The recurring image of the church is the most conclusive evidence to support my point that Woolf is exploring larger spiritual questions here than merely the role of the artist. The profits raised by the play, we and are told, will be used to install electric light in the church, thus “illuminating” it (i.e. “enlightening” it?). Convention, in this case symbolized by the Christian church, works as a blind which veils reality. Though Woolf questions the church, and its adherents’ unexamined belief in it, she doesn’t ridicule believers. Lucy, in her earnest search for spiritual meaning via her Christian faith, is respectfully and sympathetically rendered. Yet her brother’s thoughts about her - “How imperceptive her religion made her! The fumes of that incense obscured the human heart. Skimming the surface she ignored the battle in the mud.” – also carry weight. And still, again, we must consider that it is the Reverend who, at the end of the play, offers what is (in my opinion) a plausible interpretation not only for the play, but for the novel itself. “…we are members one of each other. Each is part of the whole. […] We act different parts; but are the same.” The Buddha himself can hardly explain interconnection better. And isn’t it lovely that it comes from a man of God in Woolf’s vision? What do you make of that?

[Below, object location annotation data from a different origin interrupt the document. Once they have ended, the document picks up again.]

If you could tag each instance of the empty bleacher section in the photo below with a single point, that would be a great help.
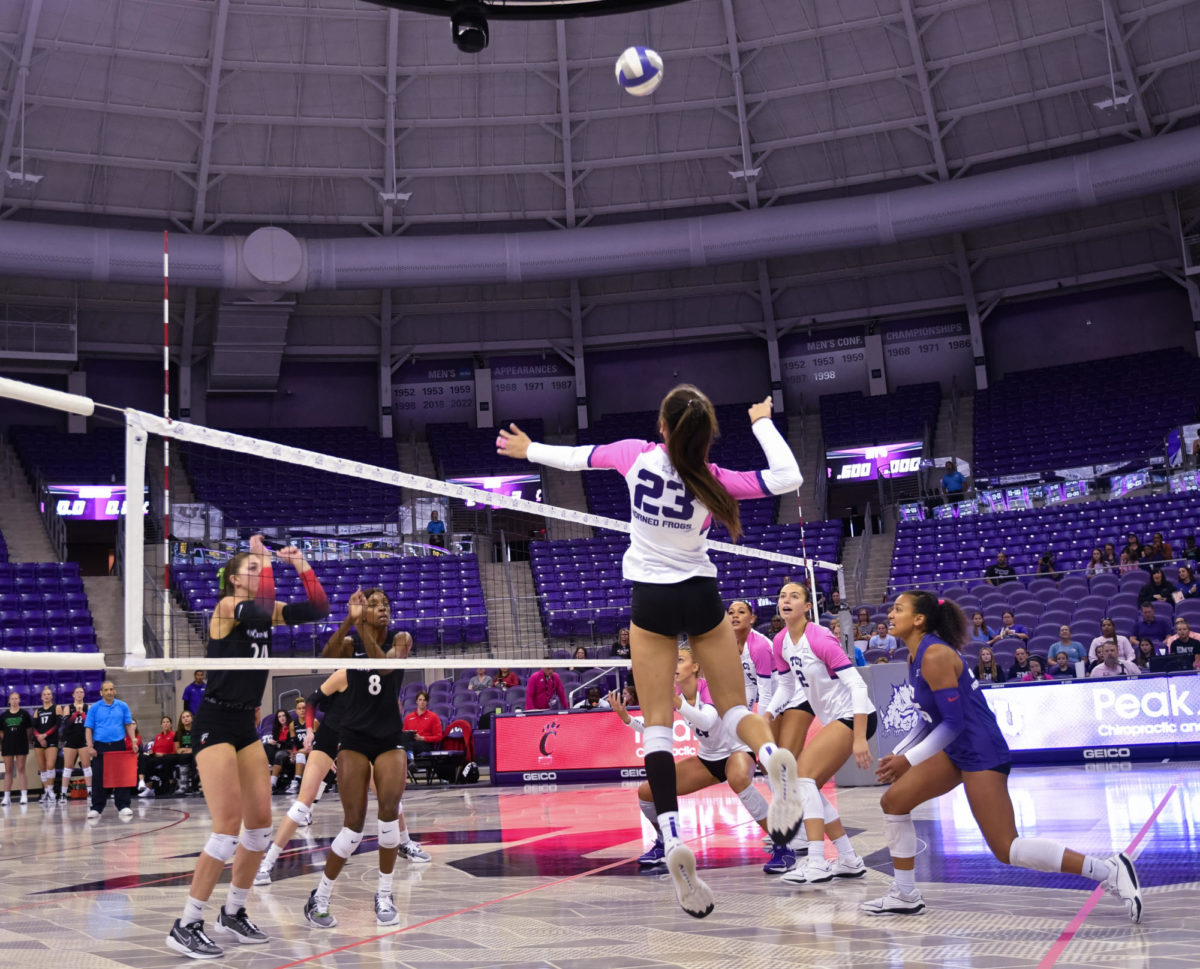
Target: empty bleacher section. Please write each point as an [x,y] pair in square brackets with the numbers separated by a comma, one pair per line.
[438,600]
[1078,414]
[258,493]
[850,420]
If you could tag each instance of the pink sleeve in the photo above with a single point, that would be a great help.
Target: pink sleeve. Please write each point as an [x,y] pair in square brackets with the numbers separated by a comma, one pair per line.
[827,649]
[777,650]
[761,654]
[619,456]
[741,485]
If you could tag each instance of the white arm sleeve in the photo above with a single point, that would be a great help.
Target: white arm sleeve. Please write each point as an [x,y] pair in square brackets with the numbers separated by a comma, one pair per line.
[783,474]
[556,456]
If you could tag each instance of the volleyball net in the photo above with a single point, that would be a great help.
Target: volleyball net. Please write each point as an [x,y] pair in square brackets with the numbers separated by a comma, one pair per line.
[480,599]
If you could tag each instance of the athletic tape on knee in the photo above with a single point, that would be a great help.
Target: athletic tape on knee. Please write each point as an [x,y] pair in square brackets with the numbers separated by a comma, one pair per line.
[733,716]
[299,812]
[389,834]
[346,843]
[256,838]
[754,801]
[1039,854]
[658,740]
[221,847]
[900,835]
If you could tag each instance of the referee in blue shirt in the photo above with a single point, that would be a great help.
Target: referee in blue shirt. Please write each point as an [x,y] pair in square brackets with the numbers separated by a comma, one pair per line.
[107,726]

For reasons as yet unclear to me, Virginia Woolf was either unaware (partially, perhaps, but surely not totally), or unable to accept or openly acknowledge the teachings of Buddhism, despite the fact that they crop up all over her work: nothing is solid, everything is constantly changing, true reality is hidden, everything ends, the past and the future are no longer with us; all we have is the present moment, and that is often painful. Or maybe the truth is that she understood Buddhism, but also recognized the necessity of finding another, and another, and still another way to convey these truths in order to reach as many audiences, and as much of herself, as possible. Most probably, it is all of these, and more. Between the Acts is conflicting, unclear, momentary, fleeting, weighty, beautiful, and melancholy because that is how life is. It is the work of a brilliant mind trying and, in my opinion, succeeding at inventing a new plot – that of exploring life as it really is: troubling, tense, and full of contradictions.